Le suspense bat son plein en Italie alors que sa classe politique devra élire un nouveau président de la République à partir de lundi prochain et du premier tour d’un scrutin singulier, propice aux coups de théâtre. Entre candidats publics ou secrets, coalitions fragiles, tactiques dignes d’une compétition sportive et incertitudes, le jeu politique bat son plein pour désigner le successeur de Sergio Mattarella (80 ans). Car le seul prétendant officiel, Silvio Berlusconi, ne bénéficie a priori pas du soutien nécessaire pour être élu.
C’est une spécialité médiatique à l’approche de l’élection présidentielle tous les sept ans : le "totonomi", sorte de concours de pronostics pour deviner qui remportera le scrutin au suffrage indirect. Officiellement, rares sont les candidats déclarés à ce poste doté de pouvoirs politiques limités mais importants en cas de crise, et les médias italiens s’amusent alors à dresser quotidiennement la liste des potentiels prétendants. De la présidente du Sénat Maria Elisabetta Casellati à l’éternel Silvio Berlusconi, de la ministre Marta Cartabia au sénateur Pier Ferdinando Casini, du candidat récurrent Giuliano Amato à l’actuel président du Conseil Mario Draghi.
Certains membres du collège électoral pourraient même être tentés de relancer l’idée Francesco Totti, l’ancienne star du football et champion du monde 2006 qui avait recueilli cinq votes au premier tour de l’élection en 2015.
Des élections spéciales
Mélange d’arrangements en coulisses, de bluff et de folklore politique, l’élection présidentielle italienne épouse une forme particulière. Chef de l’Etat et garant des institutions en Italie, le président de la République est choisi par les 1009 "grands électeurs" issus des deux chambres du Parlement ainsi que des conseils régionaux. Pour prendre ses quartiers au palais du Quirinal à Rome, il doit recueillir les voix de deux tiers du corps électoral (soit 672 votes) au premier, deuxième ou troisième tour de scrutin, ou la majorité absolue (505 votes) à partir du quatrième tour.
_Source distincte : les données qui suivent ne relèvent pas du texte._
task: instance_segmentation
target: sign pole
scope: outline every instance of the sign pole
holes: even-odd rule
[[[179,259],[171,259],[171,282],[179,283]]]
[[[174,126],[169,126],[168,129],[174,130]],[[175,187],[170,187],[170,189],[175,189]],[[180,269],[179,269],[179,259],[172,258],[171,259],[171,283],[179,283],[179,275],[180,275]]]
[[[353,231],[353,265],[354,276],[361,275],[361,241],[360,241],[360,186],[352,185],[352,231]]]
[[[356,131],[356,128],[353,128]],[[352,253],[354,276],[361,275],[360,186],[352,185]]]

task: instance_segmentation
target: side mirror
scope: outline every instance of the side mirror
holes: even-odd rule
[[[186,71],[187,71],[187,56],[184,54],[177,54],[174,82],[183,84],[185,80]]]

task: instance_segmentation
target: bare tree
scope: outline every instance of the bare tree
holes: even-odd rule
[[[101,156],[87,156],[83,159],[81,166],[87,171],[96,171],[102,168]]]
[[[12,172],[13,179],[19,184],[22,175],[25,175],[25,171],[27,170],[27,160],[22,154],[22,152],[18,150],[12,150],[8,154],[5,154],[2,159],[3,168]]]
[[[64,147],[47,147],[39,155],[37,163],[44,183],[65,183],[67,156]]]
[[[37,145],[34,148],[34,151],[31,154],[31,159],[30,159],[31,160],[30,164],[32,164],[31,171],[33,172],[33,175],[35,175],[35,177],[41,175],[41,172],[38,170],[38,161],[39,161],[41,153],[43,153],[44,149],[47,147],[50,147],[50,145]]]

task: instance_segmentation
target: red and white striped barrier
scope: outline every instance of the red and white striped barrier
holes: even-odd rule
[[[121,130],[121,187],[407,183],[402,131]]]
En 2015, le juge constitutionnel Sergio Mattarella avait été élu à l’issue du quatrième tour avec 665 voix.
Un poste à pourvoir parce que le 12e président depuis le changement de constitution en 1948 n’a pas l’intention de rempiler, malgré les appels à prolonger un mandat apaisant dans le chaos politique des dernières années. "Mattarella est considéré comme très populaire en Italie car il incarne la médiation, il calme les passions", analyse Marc Lazar, professeur à Sciences Po à Paris et à la LUISS (Libera Università Internazionale degli Studi Sociali) de Rome, interrogé par l’agence Belga. "Ses messages sont particulièrement choisis, il ne participe pas aux talk-shows où s’affrontent les responsables politiques, et il apparaît comme le père de tous les Italiens."